In my game, I have 48 planes flying around, each with engine sounds. If we forget about gun sounds and explosion sounds for a while, these 48 engine sounds already exceed what the iOS implementation of OpenAL can handle. So this is why I adopted a method of only playing the four closest engine sounds. If an engine sound was further away, I would pause the playing of this sound. This worked well on all platforms, except iOS.

The problem I experienced was the following: alGetError() would start returning a non-sensical value of -1. And the sounds would no longer get started. The return value of -1 for alGetError() violates the OpenAL specification standard though.
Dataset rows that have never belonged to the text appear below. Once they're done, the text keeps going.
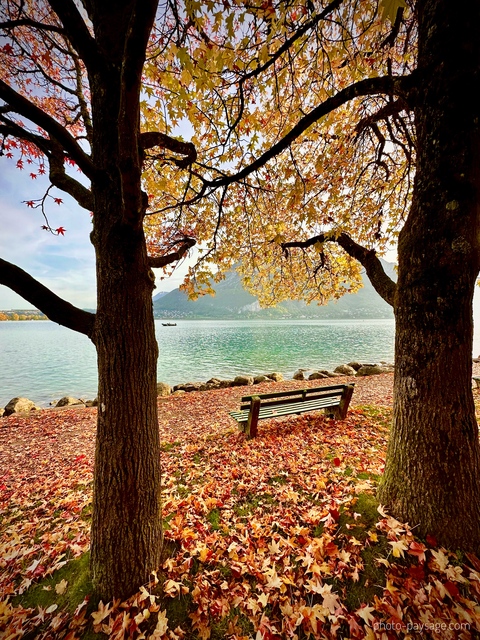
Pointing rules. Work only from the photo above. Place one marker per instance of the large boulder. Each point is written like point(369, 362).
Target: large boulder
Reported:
point(163, 389)
point(275, 376)
point(240, 381)
point(19, 405)
point(371, 370)
point(345, 370)
point(316, 375)
point(355, 365)
point(68, 401)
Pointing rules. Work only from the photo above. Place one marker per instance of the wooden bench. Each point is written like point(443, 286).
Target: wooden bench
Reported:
point(334, 400)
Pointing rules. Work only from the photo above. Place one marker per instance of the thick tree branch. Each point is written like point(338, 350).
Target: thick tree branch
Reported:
point(390, 109)
point(389, 85)
point(78, 33)
point(24, 107)
point(163, 261)
point(28, 22)
point(382, 284)
point(150, 139)
point(55, 308)
point(60, 179)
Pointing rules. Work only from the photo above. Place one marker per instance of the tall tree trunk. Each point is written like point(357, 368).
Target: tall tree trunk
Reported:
point(126, 526)
point(432, 475)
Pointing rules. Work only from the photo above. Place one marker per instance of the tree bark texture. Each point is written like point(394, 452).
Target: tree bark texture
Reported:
point(432, 475)
point(126, 526)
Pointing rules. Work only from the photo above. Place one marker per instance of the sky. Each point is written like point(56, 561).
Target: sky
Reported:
point(65, 264)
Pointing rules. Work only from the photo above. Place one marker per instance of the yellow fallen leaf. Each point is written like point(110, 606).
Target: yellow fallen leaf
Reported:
point(61, 587)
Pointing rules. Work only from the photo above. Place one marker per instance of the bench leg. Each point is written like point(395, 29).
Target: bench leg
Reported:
point(341, 410)
point(253, 417)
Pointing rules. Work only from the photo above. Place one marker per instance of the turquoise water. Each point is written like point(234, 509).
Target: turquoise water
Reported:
point(43, 361)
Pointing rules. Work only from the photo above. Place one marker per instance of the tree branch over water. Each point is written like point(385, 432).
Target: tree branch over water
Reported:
point(54, 307)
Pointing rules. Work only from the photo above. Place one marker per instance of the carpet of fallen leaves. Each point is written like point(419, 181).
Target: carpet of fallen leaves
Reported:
point(268, 537)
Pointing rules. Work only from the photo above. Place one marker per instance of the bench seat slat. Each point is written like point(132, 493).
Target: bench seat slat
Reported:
point(283, 394)
point(275, 405)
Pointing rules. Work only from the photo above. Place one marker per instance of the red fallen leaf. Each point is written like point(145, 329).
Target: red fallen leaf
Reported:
point(431, 540)
point(334, 513)
point(39, 571)
point(417, 573)
point(474, 561)
point(452, 589)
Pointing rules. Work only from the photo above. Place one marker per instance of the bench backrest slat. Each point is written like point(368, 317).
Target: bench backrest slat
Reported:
point(295, 399)
point(284, 394)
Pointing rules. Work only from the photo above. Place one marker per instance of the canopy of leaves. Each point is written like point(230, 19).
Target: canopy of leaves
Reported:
point(301, 130)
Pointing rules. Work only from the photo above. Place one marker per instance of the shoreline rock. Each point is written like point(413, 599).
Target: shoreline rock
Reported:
point(164, 390)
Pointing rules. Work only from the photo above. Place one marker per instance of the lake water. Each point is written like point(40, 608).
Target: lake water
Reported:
point(44, 361)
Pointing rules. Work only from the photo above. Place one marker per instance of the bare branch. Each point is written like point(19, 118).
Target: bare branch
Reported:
point(163, 261)
point(54, 307)
point(17, 103)
point(150, 139)
point(60, 179)
point(381, 282)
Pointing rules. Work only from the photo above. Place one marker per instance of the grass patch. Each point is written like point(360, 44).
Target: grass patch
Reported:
point(76, 574)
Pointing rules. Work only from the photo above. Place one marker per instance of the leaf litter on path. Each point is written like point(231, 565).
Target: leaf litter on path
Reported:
point(276, 537)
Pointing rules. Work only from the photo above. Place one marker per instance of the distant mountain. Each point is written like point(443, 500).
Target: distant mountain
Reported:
point(232, 301)
point(160, 295)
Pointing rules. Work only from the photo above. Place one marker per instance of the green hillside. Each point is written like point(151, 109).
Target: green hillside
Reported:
point(232, 301)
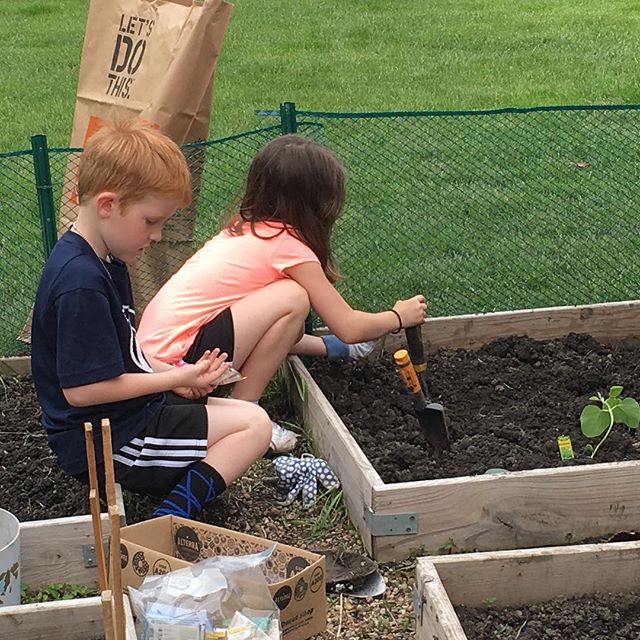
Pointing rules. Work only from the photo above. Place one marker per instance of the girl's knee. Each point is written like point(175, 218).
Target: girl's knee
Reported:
point(260, 426)
point(295, 297)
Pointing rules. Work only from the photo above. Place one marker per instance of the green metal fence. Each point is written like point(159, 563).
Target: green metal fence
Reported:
point(480, 210)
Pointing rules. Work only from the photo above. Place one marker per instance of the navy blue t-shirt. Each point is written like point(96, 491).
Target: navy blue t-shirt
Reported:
point(83, 331)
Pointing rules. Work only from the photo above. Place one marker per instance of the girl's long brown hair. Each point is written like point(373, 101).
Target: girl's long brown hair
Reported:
point(300, 183)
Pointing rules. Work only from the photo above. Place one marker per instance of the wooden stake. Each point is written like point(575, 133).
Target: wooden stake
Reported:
point(115, 569)
point(107, 614)
point(94, 503)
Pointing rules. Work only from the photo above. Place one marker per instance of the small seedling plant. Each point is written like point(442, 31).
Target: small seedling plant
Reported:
point(596, 420)
point(56, 591)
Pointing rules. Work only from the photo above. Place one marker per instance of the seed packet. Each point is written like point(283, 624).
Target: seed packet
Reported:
point(230, 376)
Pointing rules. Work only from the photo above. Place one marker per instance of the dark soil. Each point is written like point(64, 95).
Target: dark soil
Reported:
point(599, 617)
point(33, 487)
point(505, 404)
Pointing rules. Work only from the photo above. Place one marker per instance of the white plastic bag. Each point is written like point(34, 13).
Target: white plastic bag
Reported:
point(221, 598)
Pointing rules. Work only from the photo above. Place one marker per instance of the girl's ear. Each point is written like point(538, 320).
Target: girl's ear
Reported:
point(106, 203)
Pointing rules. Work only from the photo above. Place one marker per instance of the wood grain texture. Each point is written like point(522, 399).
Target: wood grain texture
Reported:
point(605, 322)
point(534, 575)
point(51, 550)
point(520, 509)
point(436, 618)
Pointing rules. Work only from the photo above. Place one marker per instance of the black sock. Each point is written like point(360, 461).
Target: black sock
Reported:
point(199, 486)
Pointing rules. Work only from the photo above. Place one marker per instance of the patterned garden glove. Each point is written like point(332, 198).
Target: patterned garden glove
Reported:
point(301, 475)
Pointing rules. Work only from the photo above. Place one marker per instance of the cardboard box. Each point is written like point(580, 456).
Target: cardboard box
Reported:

If you study the header files of the SDK, you see that the only acceptable return values are 0 (AL_NO_ERROR) or:


/** 
 * Invalid Name paramater passed to AL call.
 */
#define AL_INVALID_NAME                           0xA001
/** 
 * Invalid parameter passed to AL call.
 */
#define AL_INVALID_ENUM                           0xA002
/** 
 * Invalid enum parameter value.
 */
#define AL_INVALID_VALUE                          0xA003
/** 
 * Illegal call.
 */
#define AL_INVALID_OPERATION                      0xA004
/**
 * No mojo.
 */
#define AL_OUT_OF_MEMORY                          0xA005

After struggling to find the cause of the problem for half a day, I finally solved this issue. It turns out that the 32 source limit applies to BOTH playing and paused sources. Only sources that have not started playing yet (AL_INITIAL) or have been stopped (AL_STOPPED) do not count against the limit. So the fix was relatively easy: sources that are not nearby should not be paused. They should be stopped instead. This does not take away the fact that the alGetError return value is not according to spec. Apple should fix this.